Sensorimotor tract biomarkers, brain injury predict cerebral palsy in preemies
Early brain injury and at least one sensorimotor immaturity precede cerebral palsy (CP) in very preterm infants and may be considered as reliable predictors, a recent study has found.
Researchers enrolled a prospective pilot cohort of 41 preterm infants of extremely low birthweight (≤1,000 g). Structural and diffusion magnetic resonance imaging (MRI) at term-corrected age was performed to evaluate the brain’s sensorimotor network microstructure. The presence of cerebral palsy was assessed at 18–22 months of age.
Of the participants, only five developed CP (median gestational age, 25.4 weeks; 80.0 percent male); the remaining 36 did not (median gestational age, 25.5 weeks; 61.1 percent male). Two of the CP patients did not show any severe abnormalities upon structural MRI, and were considered as false negative cases, while one with severe abnormalities was not ultimately diagnosed with CP.

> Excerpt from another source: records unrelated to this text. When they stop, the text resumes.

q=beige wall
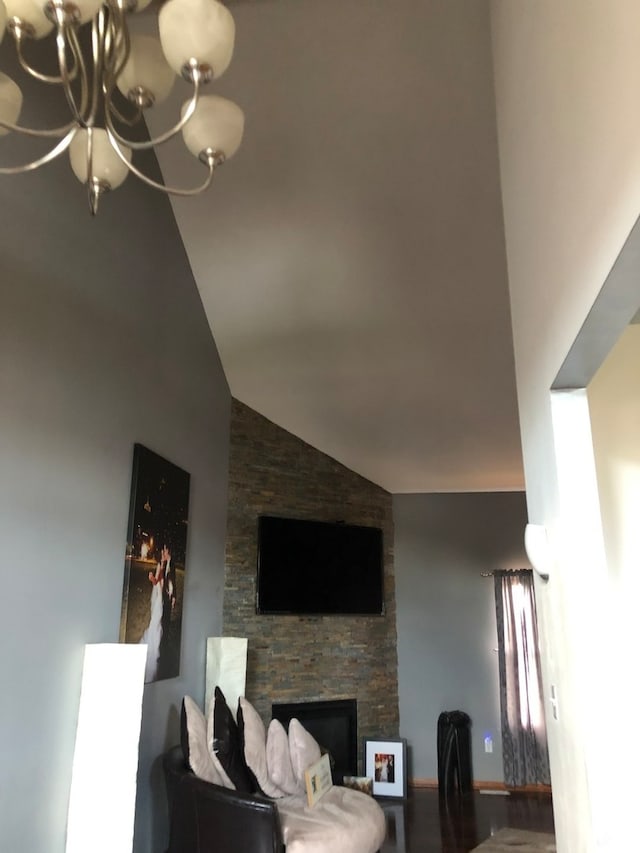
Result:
[492,0,640,853]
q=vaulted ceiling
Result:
[141,0,523,493]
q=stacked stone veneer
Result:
[223,400,398,764]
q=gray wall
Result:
[393,492,529,782]
[0,121,230,853]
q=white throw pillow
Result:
[182,696,223,785]
[267,719,300,794]
[238,696,284,798]
[289,717,322,791]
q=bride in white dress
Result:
[140,548,166,684]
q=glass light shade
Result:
[69,127,131,190]
[63,0,102,24]
[182,95,244,159]
[4,0,53,38]
[158,0,236,77]
[0,72,22,136]
[118,35,176,104]
[0,0,7,42]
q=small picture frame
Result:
[304,752,333,806]
[362,738,407,799]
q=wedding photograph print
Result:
[363,738,407,798]
[120,444,190,683]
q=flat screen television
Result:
[256,515,384,616]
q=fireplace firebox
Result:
[271,699,358,785]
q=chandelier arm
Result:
[105,75,200,151]
[0,125,78,175]
[107,127,218,196]
[14,30,78,86]
[99,3,142,128]
[54,19,96,127]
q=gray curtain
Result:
[494,570,551,787]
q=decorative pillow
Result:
[212,687,255,794]
[238,696,284,798]
[180,696,223,785]
[267,719,300,794]
[289,717,321,791]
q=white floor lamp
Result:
[66,643,147,853]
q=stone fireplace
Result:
[271,699,358,785]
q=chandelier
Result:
[0,0,244,214]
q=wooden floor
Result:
[379,788,553,853]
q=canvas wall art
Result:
[120,444,190,683]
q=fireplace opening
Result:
[271,699,358,785]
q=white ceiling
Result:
[138,0,523,493]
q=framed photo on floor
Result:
[363,738,407,798]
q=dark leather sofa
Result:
[162,746,285,853]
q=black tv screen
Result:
[256,515,384,615]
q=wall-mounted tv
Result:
[256,515,384,616]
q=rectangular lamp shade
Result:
[66,643,147,853]
[204,637,249,716]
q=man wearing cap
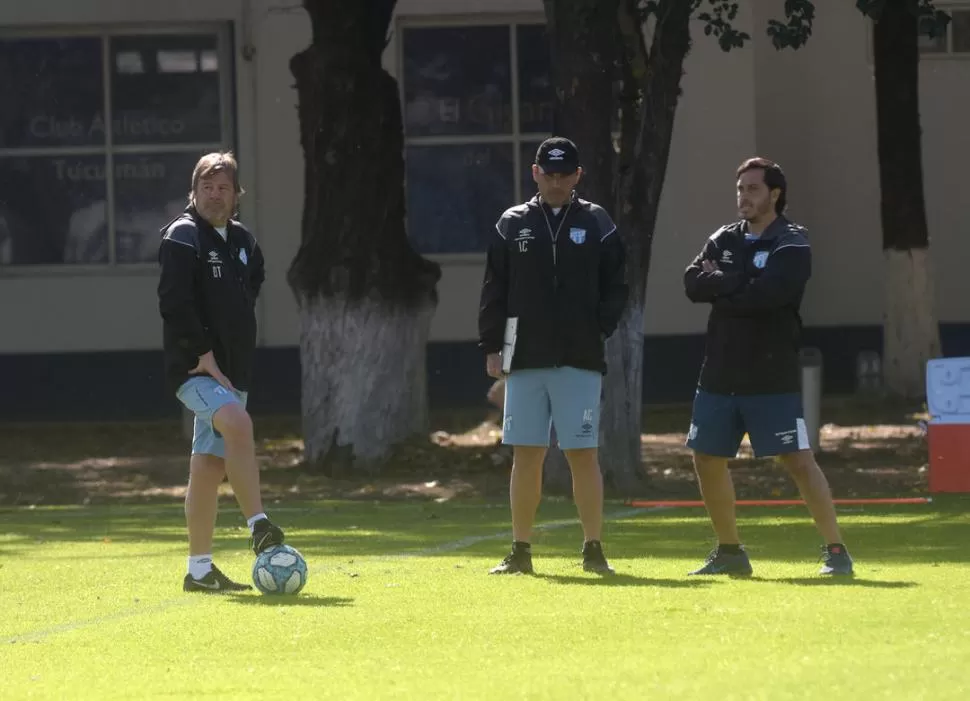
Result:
[478,137,628,574]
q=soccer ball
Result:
[253,545,307,594]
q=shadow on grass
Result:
[226,593,354,608]
[535,573,713,589]
[760,576,919,589]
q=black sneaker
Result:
[689,548,754,576]
[583,540,616,574]
[818,544,853,575]
[488,548,533,574]
[182,565,252,592]
[249,518,283,555]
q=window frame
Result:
[0,21,237,278]
[866,2,970,61]
[394,12,549,266]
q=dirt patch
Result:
[0,403,927,505]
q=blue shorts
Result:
[687,389,811,458]
[502,367,603,450]
[175,375,249,458]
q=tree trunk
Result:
[300,297,434,476]
[600,0,692,495]
[873,0,940,398]
[288,0,441,474]
[543,0,619,494]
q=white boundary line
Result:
[6,506,666,644]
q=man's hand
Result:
[485,353,505,380]
[189,351,236,392]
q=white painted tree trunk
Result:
[300,297,434,476]
[883,248,940,398]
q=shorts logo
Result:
[775,431,795,445]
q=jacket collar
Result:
[739,214,788,241]
[529,190,579,211]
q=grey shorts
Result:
[502,367,603,450]
[175,375,249,458]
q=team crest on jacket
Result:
[569,228,586,243]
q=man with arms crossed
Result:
[158,153,283,592]
[684,158,852,575]
[478,138,627,574]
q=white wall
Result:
[754,0,970,325]
[0,0,970,352]
[0,0,255,353]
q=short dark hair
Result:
[736,157,788,214]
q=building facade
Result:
[0,0,970,420]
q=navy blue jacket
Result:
[684,217,812,394]
[478,194,628,373]
[158,207,265,391]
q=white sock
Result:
[246,512,266,533]
[189,554,212,579]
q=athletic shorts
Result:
[687,389,811,458]
[175,375,249,458]
[502,367,603,450]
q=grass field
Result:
[0,498,970,701]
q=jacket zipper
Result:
[539,201,573,290]
[539,201,573,367]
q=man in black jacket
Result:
[158,153,283,592]
[684,158,852,575]
[478,137,627,574]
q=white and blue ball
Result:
[253,545,307,594]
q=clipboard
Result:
[502,316,519,375]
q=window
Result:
[0,28,232,267]
[400,22,553,254]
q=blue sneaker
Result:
[689,548,754,577]
[818,543,853,576]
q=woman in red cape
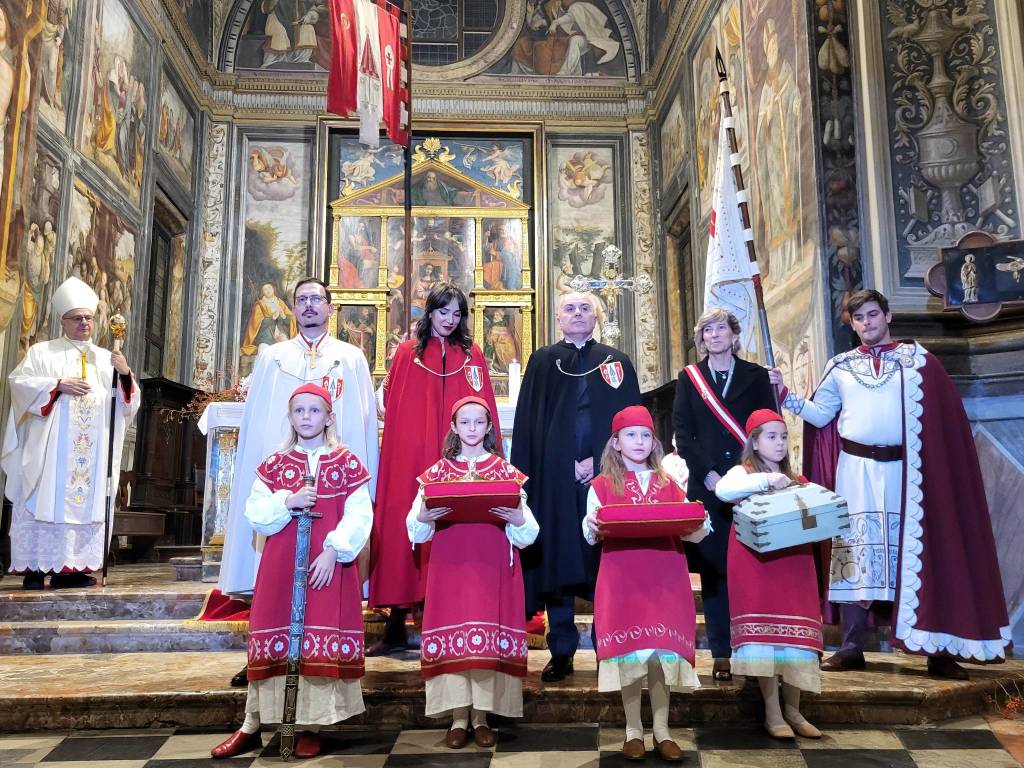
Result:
[367,283,501,655]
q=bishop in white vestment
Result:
[219,281,378,595]
[0,278,139,589]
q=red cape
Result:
[370,339,501,608]
[804,352,1012,663]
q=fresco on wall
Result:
[164,234,187,381]
[658,92,689,191]
[547,145,618,335]
[881,0,1021,286]
[68,180,137,347]
[239,140,312,377]
[234,0,331,73]
[38,0,78,133]
[487,0,626,78]
[79,0,153,206]
[18,146,63,357]
[157,73,196,188]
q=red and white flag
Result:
[327,0,358,116]
[327,0,409,147]
[705,110,760,352]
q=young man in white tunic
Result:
[0,278,139,590]
[219,278,379,686]
[769,290,1010,679]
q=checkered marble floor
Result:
[0,718,1024,768]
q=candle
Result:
[509,360,522,404]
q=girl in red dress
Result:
[715,409,822,739]
[583,406,711,762]
[406,396,540,750]
[211,384,373,758]
[368,283,501,655]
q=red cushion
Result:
[423,480,520,525]
[597,502,705,539]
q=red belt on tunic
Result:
[841,437,903,462]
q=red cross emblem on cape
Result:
[599,360,623,389]
[321,376,345,400]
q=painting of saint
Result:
[157,73,196,186]
[239,283,298,356]
[338,216,381,288]
[39,0,76,133]
[488,0,626,78]
[80,0,151,205]
[68,181,137,347]
[483,306,522,374]
[748,16,806,278]
[239,138,312,377]
[234,0,331,72]
[18,144,60,357]
[338,306,377,371]
[482,219,522,291]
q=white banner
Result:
[705,110,758,354]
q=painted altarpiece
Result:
[325,136,535,397]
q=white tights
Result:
[623,656,672,742]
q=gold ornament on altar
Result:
[108,312,128,352]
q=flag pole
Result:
[715,48,777,372]
[402,0,414,333]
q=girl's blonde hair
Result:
[693,306,743,354]
[441,408,498,459]
[601,433,669,496]
[739,422,800,482]
[281,400,341,454]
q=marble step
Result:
[0,651,1024,732]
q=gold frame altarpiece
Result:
[327,137,538,399]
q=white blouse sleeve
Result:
[245,477,292,536]
[505,490,541,549]
[583,485,601,547]
[715,466,768,504]
[324,482,374,563]
[406,486,434,549]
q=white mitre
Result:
[50,278,99,319]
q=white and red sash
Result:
[685,365,746,444]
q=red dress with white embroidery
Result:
[249,447,370,681]
[407,455,538,717]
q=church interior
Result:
[0,0,1024,768]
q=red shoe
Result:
[295,731,321,758]
[210,730,263,760]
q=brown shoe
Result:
[210,730,263,760]
[444,728,469,750]
[821,650,867,672]
[623,738,647,760]
[473,725,495,750]
[654,738,683,763]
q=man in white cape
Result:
[0,278,139,589]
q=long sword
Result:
[281,474,323,760]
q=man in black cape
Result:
[512,293,640,682]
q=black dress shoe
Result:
[22,570,46,590]
[50,573,96,590]
[541,656,572,683]
[821,650,867,672]
[230,665,249,688]
[928,656,971,680]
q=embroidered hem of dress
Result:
[597,650,700,693]
[894,352,1012,662]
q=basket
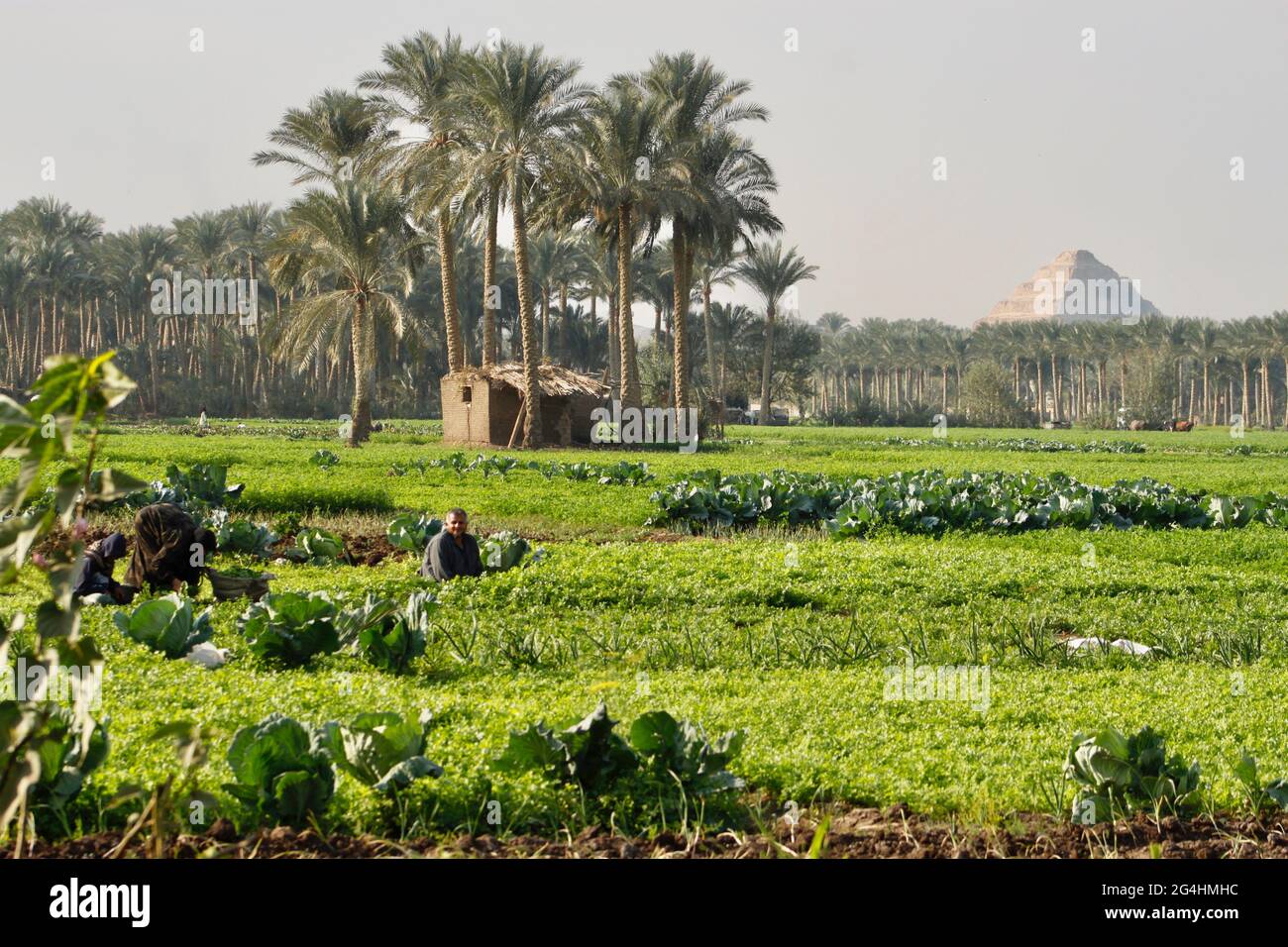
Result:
[206,569,277,601]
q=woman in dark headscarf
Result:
[76,532,134,604]
[125,502,218,591]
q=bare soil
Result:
[12,805,1288,858]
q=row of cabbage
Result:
[649,471,1288,537]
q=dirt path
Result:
[12,806,1288,858]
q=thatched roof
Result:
[458,362,608,398]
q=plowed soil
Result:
[12,806,1288,858]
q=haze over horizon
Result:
[0,0,1288,326]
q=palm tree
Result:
[460,43,590,447]
[358,33,473,372]
[555,76,671,407]
[640,52,778,410]
[252,89,398,184]
[693,241,738,406]
[269,177,424,447]
[735,241,818,424]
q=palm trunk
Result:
[702,279,724,411]
[349,294,376,447]
[438,207,465,372]
[617,204,641,408]
[756,303,776,424]
[482,184,501,365]
[671,224,690,416]
[510,166,542,447]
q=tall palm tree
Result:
[557,76,671,408]
[269,177,425,447]
[252,89,398,184]
[358,31,473,372]
[735,241,818,424]
[461,42,590,447]
[640,52,778,410]
[693,240,738,406]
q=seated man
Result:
[420,506,483,582]
[125,502,218,592]
[74,532,134,604]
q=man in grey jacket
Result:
[420,506,483,582]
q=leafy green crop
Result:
[1064,725,1202,822]
[651,471,1288,537]
[224,714,335,826]
[494,701,639,789]
[336,591,437,674]
[215,519,278,559]
[630,710,747,796]
[309,447,340,471]
[282,526,344,566]
[480,531,529,573]
[112,591,214,657]
[326,711,443,792]
[494,701,746,796]
[125,464,245,520]
[237,591,340,666]
[1234,750,1288,814]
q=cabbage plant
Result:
[112,591,214,657]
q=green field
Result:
[0,423,1288,835]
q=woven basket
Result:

Overall, severe abnormalities shown on structural MRI had a sensitivity and specificity of 60.0 percent and 97.1 percent, respectively, for predicting CP development.
Moreover, researchers also found significant between-group differences in all the different microstructural parameters across six segmented sensorimotor tracts analysed: posterior midbody, isthmus, superior thalamic radiations (STR)-sensory, STR-motor and corticospinal tract (CST).
The right fractional anisotropy (p=0.019) and right radial diffusivity (p=0.028) of the CST, for example, were significantly different between CP and non-CP patients.
Different combinations of these sensorimotor tract biomarkers achieved different levels of predictive power. For instance, the combination of STR fractional anisotropy, CST radial diffusivity and STR-motor axial diffusivity had low sensitivity (40–60 percent) but high specificity (97–100 percent). The first two parameters, together, could correctly classify 95 percent of the infants.